Americans think Europe's not much cop at IT, but great in green thinking. Europe's real strength is evolving
Written by Rupert Goodwins, Contributor
Over in the US, my colleague Michael Kanellos muses that Europe always punches below its weight in IT — and that this could change because we're more switched on over environmental technology than elsewhere.

Well, up to a point. I don't know how many ARM-based processors Michael has in his life, but I'll bet there's an order of magnitude more than there are with Intel on the label. Not everything Euro-techno feels it necessary to proclaim its existence by stickers on the keyboard, or justify itself by building feudal empires.

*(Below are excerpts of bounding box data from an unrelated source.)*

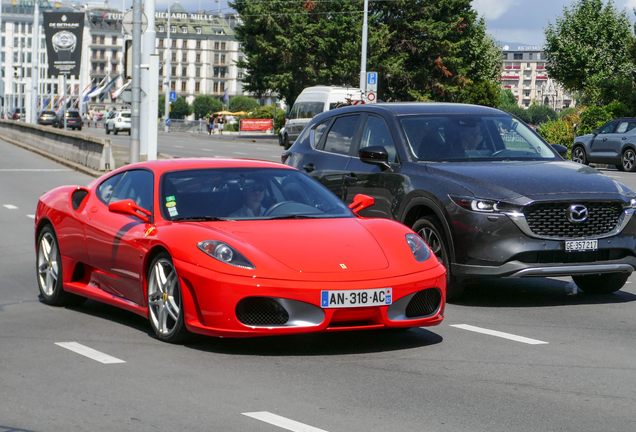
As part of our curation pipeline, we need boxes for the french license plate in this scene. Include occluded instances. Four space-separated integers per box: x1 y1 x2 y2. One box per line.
565 240 598 252
320 288 393 308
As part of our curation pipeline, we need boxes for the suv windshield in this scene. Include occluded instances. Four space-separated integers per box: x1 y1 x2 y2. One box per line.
160 168 355 221
400 114 559 162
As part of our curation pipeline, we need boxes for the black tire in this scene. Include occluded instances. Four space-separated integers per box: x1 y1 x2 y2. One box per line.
621 148 636 172
35 226 86 306
572 273 630 294
572 145 587 165
146 252 189 343
412 216 465 301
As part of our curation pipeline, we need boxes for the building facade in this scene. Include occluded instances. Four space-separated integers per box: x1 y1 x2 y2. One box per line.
501 46 576 111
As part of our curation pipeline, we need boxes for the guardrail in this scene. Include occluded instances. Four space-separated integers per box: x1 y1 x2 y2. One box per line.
0 120 115 171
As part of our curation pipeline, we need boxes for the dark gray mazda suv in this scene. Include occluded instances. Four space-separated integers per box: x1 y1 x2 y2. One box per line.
282 103 636 300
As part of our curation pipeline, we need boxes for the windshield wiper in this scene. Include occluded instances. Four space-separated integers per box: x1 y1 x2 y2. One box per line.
172 216 227 222
267 215 322 220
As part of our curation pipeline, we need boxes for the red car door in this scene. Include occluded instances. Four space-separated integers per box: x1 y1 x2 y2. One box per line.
86 170 153 305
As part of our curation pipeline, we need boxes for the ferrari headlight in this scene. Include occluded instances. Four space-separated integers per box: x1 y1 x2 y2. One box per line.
406 234 431 262
197 240 256 270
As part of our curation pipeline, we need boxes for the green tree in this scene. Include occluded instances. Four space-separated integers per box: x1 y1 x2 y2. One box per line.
544 0 634 103
192 95 223 119
232 0 501 105
228 95 261 112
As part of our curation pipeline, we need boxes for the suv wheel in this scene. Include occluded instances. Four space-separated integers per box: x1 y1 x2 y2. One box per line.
412 216 464 301
572 273 629 294
572 146 587 165
621 149 636 172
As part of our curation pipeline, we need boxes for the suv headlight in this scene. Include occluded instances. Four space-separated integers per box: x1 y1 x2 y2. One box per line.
449 195 523 215
197 240 256 270
406 234 431 262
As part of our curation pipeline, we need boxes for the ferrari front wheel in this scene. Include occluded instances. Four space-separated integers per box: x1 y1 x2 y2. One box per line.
148 253 188 343
36 226 86 306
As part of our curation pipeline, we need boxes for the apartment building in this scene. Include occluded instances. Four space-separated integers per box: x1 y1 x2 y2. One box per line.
500 46 576 111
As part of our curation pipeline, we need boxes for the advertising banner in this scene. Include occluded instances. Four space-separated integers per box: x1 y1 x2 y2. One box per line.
241 119 272 131
42 12 84 78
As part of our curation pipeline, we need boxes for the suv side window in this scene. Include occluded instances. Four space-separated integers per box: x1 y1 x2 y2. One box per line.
110 170 153 211
324 115 360 155
360 116 396 162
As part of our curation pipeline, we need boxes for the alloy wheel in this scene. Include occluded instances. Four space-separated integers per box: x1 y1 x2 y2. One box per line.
38 232 60 296
148 258 181 337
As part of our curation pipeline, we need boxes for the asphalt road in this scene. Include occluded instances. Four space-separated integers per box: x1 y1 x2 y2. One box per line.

We're getting over that (sorry about all the invasions) but I hope we've learned that Tim Berners-Lee and Linus Torvalds can change the world to better effect than gunboats and patent lawyers.

We might not make that many physical things any more, but European IP is out there big time. As are Europeans: from the early days of Nasa, when a good quarter of the staff were British (a certain chap called Werner von Braun was also involved), we're as happy to export ourselves as our gizmos.

In fact, to use a word beloved of the young chaps and girls who are preparing to inherit the world, the whole business about who does what where is increasingly random. Take Apple's iPod, iconic symbol of the American ability to reinvent a business: designed by a Brit and with Scottish chips inside, it's made in China. And it gets fed by the music industry via the net, two entities where international boundaries are entirely artificial and fitfully maintained by old thinking trying to hold onto old power.

What flag does Linux fly? All of them, and none.

The only sane way to imagine the new order is as a whole world: that's the way the information and financial systems naturally work, that's the way the knowledge spreads and that's the way the new kids act. Whether by coincidence, synchronicity or the natural way of affairs, that way of thinking is also the only way to comprehend the environment, the biggest challenge to peace and happiness we face. At the same time as the problem becomes pressing, we appear to be adapting our ways of life, industry and thought to best deal with it. Yay for humanity.

So it's not in environmentalism per se where Europe leads America and the world; it's in thinking outside the borders. At the same time as the US is clamping down on furriners to our general annoyance — the Canadians are particularly irked at being treated like terrorists — and China appears to want a world modelled on 19th century imperialism, Europe is still busy absorbing more countries into the Union and throwing more borders away. That's not been a painless process, but by the sainted name of Marconi it's got us some damn fine mobile phones. (Nokia. Motorola. Enough said.) And guess what: if you get rid of the borders through mutual consent, culture, industry and people prosper. The United States, of all places, should know that.

So, if the future's not US vs Europe vs Asia vs Tonga vs the Vatican, what is it? It's us versus ourselves, using every ounce — or gram — of innovation, intelligence and insight to find ways to put judo throws on our instincts for laziness, greed and insecurity in the face of the unknown. And that means using a Chinese laptop with an American processor running an international operating system to find information from anywhere and give it to everyone — much as I'm doing right now — without thinking it the least bit threatening.

We can't do it without you, America, and you can't do it without us. Deal?